Other big-shot psychiatrists such as Charles Nemeroff and Alan Schatzberg were also nailed by Congress in 2008, but have also more than landed on their feet. Nemeroff, who the New York Times reported earned more than $2.8 million in consulting arrangements with drug makers from 2000 to 2007 and failed to report at least $1.2 million of that income to his university and violated federal research rules; but by 2011, Forbes ran the following article about Nemeroff: “How An Ethically Challenged Researcher Found A Home at the University of Miami, and Nemeroff has remained at the University of Miami where he currently is the Chair of the Department of Psychiatry and Behavioral Sciences, and Director of the University of Miami Center on Aging. And in 2008, Congressional investigators also discovered that then president-elect of the American Psychiatric Association, Alan Schatzberg of Stanford University, had $4.8 million stock holdings in a drug development company; but this did not stop Schatzberg in 2009 from becoming Director of the Stanford Mood Disorders Center.

Then there is Jeffrey Lieberman, who in 2013 became president of the American Psychiatric Association. Lieberman, along with several other prominent psychiatrists, was exposed in the Boston Globe by investigative journalist Robert Whitaker in 1998 for conducting experiments on people diagnosed with schizophrenia in the expectation of worsening symptoms. From the 1970s through the early 1990s, influential psychiatrists, including Lieberman, conducted experiments on patients diagnosed with schizophrenia, who were administered psychostimulants with the expectation that these drugs would be “psychotogenic” (induce symptoms of psychosis), and this deterioration in fact occurred.

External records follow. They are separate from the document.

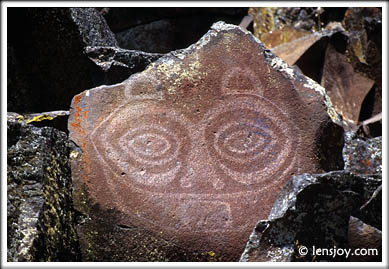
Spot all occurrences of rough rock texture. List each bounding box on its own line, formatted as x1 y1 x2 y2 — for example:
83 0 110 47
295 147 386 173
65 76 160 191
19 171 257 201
7 8 161 113
101 7 247 53
348 217 382 262
343 132 382 230
100 7 248 32
7 110 69 133
343 133 382 174
69 22 343 261
342 7 382 136
7 8 116 112
241 171 382 261
7 115 81 262
85 46 163 85
321 44 374 126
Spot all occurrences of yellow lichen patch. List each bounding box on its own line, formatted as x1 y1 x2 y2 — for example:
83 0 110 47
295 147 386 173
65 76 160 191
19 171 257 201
27 114 54 123
207 250 216 257
16 115 24 122
70 150 80 160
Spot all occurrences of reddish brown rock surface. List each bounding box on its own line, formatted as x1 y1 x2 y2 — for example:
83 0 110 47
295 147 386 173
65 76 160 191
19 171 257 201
69 23 342 261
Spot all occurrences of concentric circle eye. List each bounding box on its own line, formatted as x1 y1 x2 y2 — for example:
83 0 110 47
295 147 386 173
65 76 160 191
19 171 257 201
119 126 179 166
205 94 295 184
94 104 190 187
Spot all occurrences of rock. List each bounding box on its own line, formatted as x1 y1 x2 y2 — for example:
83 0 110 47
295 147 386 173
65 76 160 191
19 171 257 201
269 27 338 65
240 171 382 262
116 19 175 53
7 110 69 133
7 115 81 262
342 7 382 137
69 8 118 47
7 8 157 114
348 217 382 262
85 46 163 85
248 7 347 41
343 133 382 230
321 44 374 131
104 8 247 53
343 134 382 174
100 7 248 32
7 8 116 113
68 22 343 261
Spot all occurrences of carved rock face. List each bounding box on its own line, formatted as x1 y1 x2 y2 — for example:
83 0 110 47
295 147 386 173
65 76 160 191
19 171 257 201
69 23 342 261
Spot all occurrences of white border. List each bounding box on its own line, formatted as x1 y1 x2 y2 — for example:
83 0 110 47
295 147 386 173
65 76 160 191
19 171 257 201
1 1 388 268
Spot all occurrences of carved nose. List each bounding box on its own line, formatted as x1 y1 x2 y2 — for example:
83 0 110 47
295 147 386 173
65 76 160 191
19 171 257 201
181 148 224 190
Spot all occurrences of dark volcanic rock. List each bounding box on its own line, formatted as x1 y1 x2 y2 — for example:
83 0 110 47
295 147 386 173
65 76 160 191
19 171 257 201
7 110 69 133
7 8 158 113
348 217 382 262
343 133 382 174
343 7 382 136
7 8 116 113
100 7 248 33
69 22 343 261
101 7 248 53
85 46 163 85
7 115 81 262
241 171 382 262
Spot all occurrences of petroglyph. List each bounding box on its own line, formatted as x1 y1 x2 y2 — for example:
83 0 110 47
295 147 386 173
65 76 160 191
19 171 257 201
69 24 342 260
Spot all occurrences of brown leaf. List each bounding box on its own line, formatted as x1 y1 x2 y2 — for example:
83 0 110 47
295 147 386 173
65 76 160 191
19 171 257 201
321 44 374 125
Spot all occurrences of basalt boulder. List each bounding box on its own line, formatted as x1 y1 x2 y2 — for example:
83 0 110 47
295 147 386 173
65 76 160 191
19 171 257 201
7 114 81 262
68 22 343 261
240 171 382 262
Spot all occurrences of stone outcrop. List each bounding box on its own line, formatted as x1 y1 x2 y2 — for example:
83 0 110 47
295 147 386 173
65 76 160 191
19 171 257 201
68 22 343 261
7 114 81 262
241 171 382 262
7 7 162 113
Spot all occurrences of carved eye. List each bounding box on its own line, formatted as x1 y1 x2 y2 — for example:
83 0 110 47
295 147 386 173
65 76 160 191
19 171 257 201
205 94 295 184
119 125 179 166
93 104 189 187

The Nuremberg Code of research ethics, established after the horrific human experiments by doctors in Nazi Germany, states that medical experiments on human subjects “should be so conducted as to avoid all unnecessary physical and mental suffering and injury.” However, in 1987, Lieberman conducted a study in which patients previously diagnosed with schizophrenia but who had stabilized were given methylphenidate (Ritalin) until psychotic symptoms reappeared; and in a 1990 study co-authored by Lieberman, the introduction states, “In order to examine the relationship of psychotogenic response to psychostimulants and acute treatment response in treatment-naïve, first-episode psychotic patients, we administered intravenous methylphenidate to first-episode patients.” In Whitaker’s Boston Globe 1998 series within the segment “Testing Takes Human Toll,” he interviewed Lieberman, who acknowledged that induced symptoms are sometimes, in his words, “scary and very unpleasant.”

Inducing scary and unpleasant symptoms in vulnerable human beings did not prevent Lieberman from becoming president of the American Psychiatric Association from 2013 to 2014, and getting a book deal from Little, Brown.